It is soon time for another season of FinEd Online Research Talks (FORT)! Our FORT events comprise one-hour online talks on current topics, showcasing the wide variety of research in educational sciences conducted in FinEd’s member universities. The FORT events are targeted particularly for PhD researchers, but other members of the scientific community, as well as all other interested parties, are also warmly welcome. Participation is free, hope to see many of you there!
Monday 31.3.2025 at 12:00–13:00
Class in the class: middle-class habitus and the silence of social class in schools, Professor Sonja Kosunen (University of Eastern Finland)

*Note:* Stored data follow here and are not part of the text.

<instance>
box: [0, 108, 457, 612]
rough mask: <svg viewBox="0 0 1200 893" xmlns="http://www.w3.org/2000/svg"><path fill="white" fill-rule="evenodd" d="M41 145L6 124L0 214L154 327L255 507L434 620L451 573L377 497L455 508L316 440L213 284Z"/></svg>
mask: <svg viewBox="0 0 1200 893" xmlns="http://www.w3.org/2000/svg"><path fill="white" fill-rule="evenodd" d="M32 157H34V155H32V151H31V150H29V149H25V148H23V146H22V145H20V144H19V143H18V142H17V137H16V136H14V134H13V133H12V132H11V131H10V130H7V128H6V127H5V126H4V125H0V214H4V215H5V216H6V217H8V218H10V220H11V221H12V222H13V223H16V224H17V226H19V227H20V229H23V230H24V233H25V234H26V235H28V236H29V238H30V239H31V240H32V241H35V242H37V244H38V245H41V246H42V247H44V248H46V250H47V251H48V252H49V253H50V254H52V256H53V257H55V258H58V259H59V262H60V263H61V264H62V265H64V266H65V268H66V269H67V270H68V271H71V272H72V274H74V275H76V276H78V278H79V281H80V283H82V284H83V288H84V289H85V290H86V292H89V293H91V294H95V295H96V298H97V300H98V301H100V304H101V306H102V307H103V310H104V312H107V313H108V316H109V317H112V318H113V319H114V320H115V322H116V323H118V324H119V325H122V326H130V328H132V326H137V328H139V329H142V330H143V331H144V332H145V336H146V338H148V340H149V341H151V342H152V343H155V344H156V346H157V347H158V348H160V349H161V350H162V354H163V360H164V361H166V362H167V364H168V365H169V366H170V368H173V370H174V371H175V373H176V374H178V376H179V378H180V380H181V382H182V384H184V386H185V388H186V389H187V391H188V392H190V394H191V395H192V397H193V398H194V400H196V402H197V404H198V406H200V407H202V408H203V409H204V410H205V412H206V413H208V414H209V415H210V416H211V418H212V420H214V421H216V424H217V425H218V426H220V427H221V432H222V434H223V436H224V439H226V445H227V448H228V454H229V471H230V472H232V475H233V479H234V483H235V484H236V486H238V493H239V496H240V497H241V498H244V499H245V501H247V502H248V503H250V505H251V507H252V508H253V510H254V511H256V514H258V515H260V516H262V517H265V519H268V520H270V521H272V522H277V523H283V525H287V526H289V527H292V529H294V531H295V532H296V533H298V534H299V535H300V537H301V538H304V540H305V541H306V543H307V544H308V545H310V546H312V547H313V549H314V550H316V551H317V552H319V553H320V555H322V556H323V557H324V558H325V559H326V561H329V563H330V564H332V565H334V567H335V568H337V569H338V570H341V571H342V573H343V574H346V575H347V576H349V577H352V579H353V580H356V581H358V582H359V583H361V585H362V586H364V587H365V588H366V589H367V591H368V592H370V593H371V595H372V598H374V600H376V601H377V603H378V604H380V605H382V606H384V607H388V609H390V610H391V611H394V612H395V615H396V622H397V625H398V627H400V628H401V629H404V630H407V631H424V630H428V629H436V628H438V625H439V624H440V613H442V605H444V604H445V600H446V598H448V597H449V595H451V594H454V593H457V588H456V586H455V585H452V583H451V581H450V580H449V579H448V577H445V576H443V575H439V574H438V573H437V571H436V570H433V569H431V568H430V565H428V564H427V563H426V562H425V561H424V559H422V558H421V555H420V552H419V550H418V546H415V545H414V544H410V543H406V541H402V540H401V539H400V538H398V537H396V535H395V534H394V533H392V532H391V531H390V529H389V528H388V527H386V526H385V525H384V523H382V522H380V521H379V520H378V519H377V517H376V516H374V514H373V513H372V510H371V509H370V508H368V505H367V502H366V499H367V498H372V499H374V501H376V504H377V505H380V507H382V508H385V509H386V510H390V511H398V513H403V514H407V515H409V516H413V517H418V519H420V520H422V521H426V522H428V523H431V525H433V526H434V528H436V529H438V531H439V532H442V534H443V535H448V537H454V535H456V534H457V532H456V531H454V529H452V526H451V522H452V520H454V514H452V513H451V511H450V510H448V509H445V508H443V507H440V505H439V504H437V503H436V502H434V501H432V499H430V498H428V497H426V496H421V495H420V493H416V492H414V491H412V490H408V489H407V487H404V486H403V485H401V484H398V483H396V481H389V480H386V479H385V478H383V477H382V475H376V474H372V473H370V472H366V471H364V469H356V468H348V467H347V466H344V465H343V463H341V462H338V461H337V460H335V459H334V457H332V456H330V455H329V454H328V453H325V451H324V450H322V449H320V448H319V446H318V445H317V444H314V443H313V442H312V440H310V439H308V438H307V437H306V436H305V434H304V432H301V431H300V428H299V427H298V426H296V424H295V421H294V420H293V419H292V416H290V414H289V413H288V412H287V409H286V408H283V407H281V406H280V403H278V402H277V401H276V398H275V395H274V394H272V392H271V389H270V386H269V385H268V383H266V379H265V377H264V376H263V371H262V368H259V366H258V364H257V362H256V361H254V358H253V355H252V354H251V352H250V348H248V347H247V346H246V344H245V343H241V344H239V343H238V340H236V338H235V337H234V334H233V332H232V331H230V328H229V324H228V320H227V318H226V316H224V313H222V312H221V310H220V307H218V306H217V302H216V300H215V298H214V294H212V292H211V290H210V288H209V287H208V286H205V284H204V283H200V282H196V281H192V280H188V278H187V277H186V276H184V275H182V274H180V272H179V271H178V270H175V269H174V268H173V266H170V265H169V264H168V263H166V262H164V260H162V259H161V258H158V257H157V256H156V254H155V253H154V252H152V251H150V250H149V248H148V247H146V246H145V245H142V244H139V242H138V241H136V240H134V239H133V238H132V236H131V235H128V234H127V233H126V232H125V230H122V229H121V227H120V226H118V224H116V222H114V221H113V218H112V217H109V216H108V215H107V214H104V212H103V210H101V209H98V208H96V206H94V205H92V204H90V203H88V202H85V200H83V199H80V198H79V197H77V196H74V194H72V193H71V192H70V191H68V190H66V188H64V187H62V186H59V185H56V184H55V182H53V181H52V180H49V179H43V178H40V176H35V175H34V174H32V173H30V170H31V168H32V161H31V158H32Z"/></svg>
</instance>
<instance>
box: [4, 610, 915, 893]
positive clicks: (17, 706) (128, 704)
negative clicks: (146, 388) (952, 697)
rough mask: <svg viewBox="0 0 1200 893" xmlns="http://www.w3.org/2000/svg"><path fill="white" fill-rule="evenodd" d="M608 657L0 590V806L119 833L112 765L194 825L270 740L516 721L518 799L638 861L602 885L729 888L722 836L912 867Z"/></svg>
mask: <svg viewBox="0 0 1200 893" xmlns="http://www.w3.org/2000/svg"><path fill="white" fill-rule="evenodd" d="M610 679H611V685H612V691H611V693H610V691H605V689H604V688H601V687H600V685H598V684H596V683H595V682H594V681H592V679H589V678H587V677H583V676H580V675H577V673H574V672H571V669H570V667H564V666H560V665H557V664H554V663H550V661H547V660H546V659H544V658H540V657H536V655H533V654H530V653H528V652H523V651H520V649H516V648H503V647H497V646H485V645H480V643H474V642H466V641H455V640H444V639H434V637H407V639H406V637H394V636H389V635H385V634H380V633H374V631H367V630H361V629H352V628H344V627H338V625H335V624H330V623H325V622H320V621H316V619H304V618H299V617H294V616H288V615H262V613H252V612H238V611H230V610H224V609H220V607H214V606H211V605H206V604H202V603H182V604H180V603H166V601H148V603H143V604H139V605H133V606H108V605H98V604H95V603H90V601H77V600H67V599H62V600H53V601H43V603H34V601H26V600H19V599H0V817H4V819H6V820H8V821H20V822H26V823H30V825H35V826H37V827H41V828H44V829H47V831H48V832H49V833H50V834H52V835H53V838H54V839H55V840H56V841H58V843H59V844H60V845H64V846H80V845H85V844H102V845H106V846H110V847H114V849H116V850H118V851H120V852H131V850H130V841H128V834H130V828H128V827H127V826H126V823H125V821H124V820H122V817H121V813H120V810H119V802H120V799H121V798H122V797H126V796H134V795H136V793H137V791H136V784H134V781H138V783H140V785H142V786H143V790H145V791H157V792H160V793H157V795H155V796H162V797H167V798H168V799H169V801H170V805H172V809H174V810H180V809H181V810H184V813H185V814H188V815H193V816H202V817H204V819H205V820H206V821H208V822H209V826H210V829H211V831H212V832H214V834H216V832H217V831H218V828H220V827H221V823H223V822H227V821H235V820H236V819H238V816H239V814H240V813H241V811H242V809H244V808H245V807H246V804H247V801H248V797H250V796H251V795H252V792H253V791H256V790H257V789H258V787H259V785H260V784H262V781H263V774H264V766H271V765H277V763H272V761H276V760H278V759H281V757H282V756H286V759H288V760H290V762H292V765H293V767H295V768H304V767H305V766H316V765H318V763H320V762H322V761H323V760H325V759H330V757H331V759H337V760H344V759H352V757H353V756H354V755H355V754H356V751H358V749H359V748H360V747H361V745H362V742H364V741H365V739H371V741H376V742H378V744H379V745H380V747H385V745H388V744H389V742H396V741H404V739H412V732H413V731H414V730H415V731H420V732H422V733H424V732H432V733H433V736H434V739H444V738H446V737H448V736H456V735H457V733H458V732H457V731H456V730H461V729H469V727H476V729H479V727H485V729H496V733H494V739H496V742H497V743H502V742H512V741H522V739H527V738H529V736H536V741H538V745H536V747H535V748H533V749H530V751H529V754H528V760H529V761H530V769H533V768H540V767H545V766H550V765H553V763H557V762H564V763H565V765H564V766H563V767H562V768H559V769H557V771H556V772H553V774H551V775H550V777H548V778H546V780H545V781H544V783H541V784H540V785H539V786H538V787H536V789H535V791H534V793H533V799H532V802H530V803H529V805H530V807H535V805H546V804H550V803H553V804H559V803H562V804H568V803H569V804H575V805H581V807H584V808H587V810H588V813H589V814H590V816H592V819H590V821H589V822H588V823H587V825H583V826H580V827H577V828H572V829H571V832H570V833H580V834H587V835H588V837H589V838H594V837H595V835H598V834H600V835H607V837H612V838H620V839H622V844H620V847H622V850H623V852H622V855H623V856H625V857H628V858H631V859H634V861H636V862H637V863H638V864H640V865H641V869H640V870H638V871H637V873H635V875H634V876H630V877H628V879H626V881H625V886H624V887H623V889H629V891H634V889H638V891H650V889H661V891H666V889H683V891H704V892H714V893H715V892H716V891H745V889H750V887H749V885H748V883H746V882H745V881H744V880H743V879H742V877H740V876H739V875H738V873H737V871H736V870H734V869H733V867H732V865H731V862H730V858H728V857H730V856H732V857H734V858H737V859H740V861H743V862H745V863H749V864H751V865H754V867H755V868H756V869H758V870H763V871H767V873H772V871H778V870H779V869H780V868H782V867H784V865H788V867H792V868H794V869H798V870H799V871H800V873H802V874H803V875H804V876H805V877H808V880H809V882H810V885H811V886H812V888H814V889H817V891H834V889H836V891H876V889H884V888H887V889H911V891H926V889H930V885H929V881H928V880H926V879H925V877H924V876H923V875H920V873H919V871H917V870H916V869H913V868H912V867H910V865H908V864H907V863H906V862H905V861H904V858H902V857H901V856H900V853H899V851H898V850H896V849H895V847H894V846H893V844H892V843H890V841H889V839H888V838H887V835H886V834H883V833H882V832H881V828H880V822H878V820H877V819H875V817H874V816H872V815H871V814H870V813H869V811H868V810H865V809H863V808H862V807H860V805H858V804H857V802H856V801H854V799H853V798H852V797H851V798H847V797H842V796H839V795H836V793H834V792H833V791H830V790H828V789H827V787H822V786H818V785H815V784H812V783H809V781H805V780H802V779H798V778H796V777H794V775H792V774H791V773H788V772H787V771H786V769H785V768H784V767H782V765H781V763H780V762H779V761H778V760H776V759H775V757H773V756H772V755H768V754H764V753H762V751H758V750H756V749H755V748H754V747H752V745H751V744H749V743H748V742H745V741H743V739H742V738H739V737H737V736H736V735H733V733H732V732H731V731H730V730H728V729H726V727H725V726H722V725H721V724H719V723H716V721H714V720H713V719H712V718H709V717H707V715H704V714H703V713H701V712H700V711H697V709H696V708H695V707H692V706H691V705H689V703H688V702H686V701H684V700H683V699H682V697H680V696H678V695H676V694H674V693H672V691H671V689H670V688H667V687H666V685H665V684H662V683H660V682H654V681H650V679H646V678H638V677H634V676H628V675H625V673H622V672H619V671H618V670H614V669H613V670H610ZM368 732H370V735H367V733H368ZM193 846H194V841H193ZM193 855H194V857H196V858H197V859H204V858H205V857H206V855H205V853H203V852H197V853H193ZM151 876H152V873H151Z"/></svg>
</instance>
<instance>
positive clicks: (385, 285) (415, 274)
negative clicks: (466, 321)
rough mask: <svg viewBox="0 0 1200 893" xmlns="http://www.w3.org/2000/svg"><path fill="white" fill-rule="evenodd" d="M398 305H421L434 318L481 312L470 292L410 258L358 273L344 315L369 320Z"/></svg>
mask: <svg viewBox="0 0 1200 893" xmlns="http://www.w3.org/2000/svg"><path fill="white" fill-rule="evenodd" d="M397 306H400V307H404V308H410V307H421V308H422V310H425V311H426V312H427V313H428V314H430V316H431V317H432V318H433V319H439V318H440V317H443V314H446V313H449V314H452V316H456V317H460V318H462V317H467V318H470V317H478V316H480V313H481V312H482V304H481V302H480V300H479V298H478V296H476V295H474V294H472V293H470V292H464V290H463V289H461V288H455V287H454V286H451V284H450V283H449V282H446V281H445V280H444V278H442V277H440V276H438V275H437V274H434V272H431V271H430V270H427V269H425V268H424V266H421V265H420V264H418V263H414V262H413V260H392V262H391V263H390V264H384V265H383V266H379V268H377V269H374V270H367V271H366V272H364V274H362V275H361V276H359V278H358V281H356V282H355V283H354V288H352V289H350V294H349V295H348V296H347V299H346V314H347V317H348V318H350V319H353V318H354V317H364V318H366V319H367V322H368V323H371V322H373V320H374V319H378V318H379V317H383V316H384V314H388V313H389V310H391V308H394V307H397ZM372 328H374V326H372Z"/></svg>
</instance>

In this presentation, I examine the boundaries of social class, its silence and the differences it produces in schools. In general, social class is still rarely discussed in connection with schools and teaching in Finland, although it influences several school-related phenomena, such as school choice, school segregation and the differentiation of students’ educational paths. In this presentation, I present an analysis on teachers’ perceived social class and its visibility (and invisibility) in teachers’ work from a Bourdieusian perspective. I also discuss class as a factor mediating career-related choices, i.e., how teachers view social class as having shaped their education, housing and moments related to applying for and choosing a job. I understand that the habitus mediated by the teacher’s class background functions, on the one hand, between the middle-class school and the students, and on the other hand, in relation to the middle-class school itself. Although the teachers currently perceive themselves as middle-class in terms of their professional status, income and education in the interviews, not all of them originally had a middle-class background. In this case, the habitus formes a hybrid, in which the working-class background was combined in the discourse with the current ‘lived class’, which many of them consider to be partly useful and partly harmful when working in a school environment.
Link to Prof. Kosunen’s talk https://uef.zoom.us/j/65397350964?pwd=oh8MTwPxsOMmAaf1ffKEWXJEjpVMvN.1, Meeting ID: 653 9735 0964, Passcode: 243044
Monday 5.5.2025 at 12:00–13:00
(Digital) Ethnographies in a postdigital age: Examples from four studies, Associate professor of education Fredrik Rusk (Åbo Akademi University)
Networked digitalization has changed conditions not just for education but for sociality, as spatial boundaries are changed when online digital technologies are inherently embedded in the everyday. There is no clear-cut line between what is on- or offline. Instead, the divide is more akin to a porous cell membrane, which can be referred to as ‘postdigital’. This is a methodological challenge for pedagogical research interested in social phenomena, such as ethnographic research: How can we get access to the interwoven reality of participants’ contemporary everyday lives?
In ethnography, there are currently variations that address online fields in different ways, such as netnography (Kozinets, 2012), virtual ethnography (Boellstorff, Nardi, Pearce, Taylor & Marcus, 2024) and connective ethnography (Hine, 2007), to name a few. Now, digital ethnography (Taylor, forthcoming) seems to be the latest in that it, in a sense, emerged from fact that digital and analogue lives have blended together to create a form of ubiquitous hybridity. For me, all of the above are ethnography.
In this talk, I will open up the concept of digital ethnography and ask whether or not we, as ethnographers, simply have to deal with the fact that the digital is part of what ‘ethnography’ is today. I will do this by presenting and critically discussing four projects that are all digital ethnographies, however wildly different in how they approach the digital. From lower secondary students’ socialization in school, to esports teams playing, to an exclusively online youth center, and finally to the omnipresence of an administration platform at schools. Through insights from ethnographic work in these four settings, I discuss possibilities for ethnography to stay relevant in the postdigital, without losing its strengths of being situated, relational, and consensual.
Fredrik Rusk is an associate professor of pedagogy (teacher education) at Åbo Akademi University in Vasa. His research involves ethnographic, ethnomethodological and conversation analytical studies using diverse data to critically analyse social organization, identity, culture and learning from participants’ perspectives both in- and outside of the classroom/school, and in-and-through diverse digital and screen-mediated interaction, such as smartphones, social platforms, video conferences and video games.